The following snippet constructs a Pipeline without any processing.

>>> pipeline = (
...     PipelineBuilder()
...     .add_source(range(100))
...     .add_sink(1)
...     .build()
... )

We execute it as following. There is no bottleneck in the execution.

>>> with pipeline.auto_stop():
...     for item in pipeline:
...         pass

Executing the above code gives a log like the following.

[sink]       Processed   100 items in 7.0900 [ms ]. QPS: 14104.37. Average wait time: Upstream: 0.0674 [ms ], Downstream: 0.0007 [ms ].

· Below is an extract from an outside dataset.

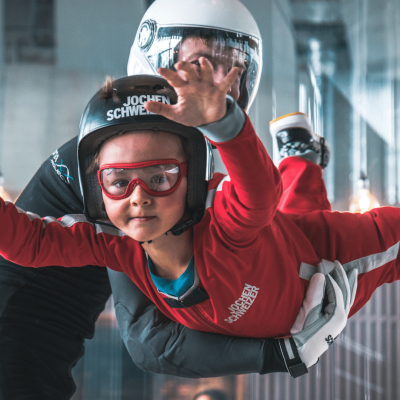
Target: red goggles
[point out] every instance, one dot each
(157, 178)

The Upstream in the log is the time that sink waited on the production of data, and the Downstream is the time that sink waited for the buffer space to become available.

In the above case, there is no bottleneck and both are quit fast.

Bottleneck is in training loop

Now, we introduce an artificial delay in the foreground thread to see how the average time changes. We change the way the pipeline is executed as following.

>>> with pipeline.auto_stop():
...     for item in pipeline:
...         time.sleep(100)
[sink]       Processed   100 items in 10.2294 [sec]. QPS: 9.78. Average wait time: Upstream: 0.0157 [ms ], Downstream: 102.2399 [ms ].

We see that the average time that sink waited on the downstream buffer increased from less than 1 millisecond to over 100 milliseconds, which corresponds to the delay we introduced.

Bottleneck is in data loading

Next, we modify the pipeline as follow to introduce an artificial delay in the data loading pipeline.

>>> async def delay(item):
...     await asyncio.sleep(0.1)
...     return item
...
>>>
>>> pipeline = (
...     PipelineBuilder()
...     .add_source(range(100))
...     .pipe(delay)
...     .add_sink(1)
...     .build()
... )

We execute the pipeline, like the first time without any delay in the foreground thread.

>>> with pipeline.auto_stop():
...     for item in pipeline:
...         pass

Executing the above, we obtain the following log.

[delay]      Completed   100 tasks (  0 failed) in 10.1984 [sec]. QPS: 9.81 (Concurrency:   1). Average task time: 101.3354 [ ms].
[sink]       Processed   100 items in 10.1938 [sec]. QPS: 9.81. Average wait time: Upstream: 100.8673 [ms ], Downstream: 0.0167 [ms ].

The average upstream wait time is increased to 100 millisecond.

Summary

Using Pipeline, it becomes easy to determine if the bottleneck is in data loading or not. When the data loading is the bottleneck, the sink stage gets blocked on the input queue. So if the upstream wait time is larger than that of downstream, the data loading is the bottleneck.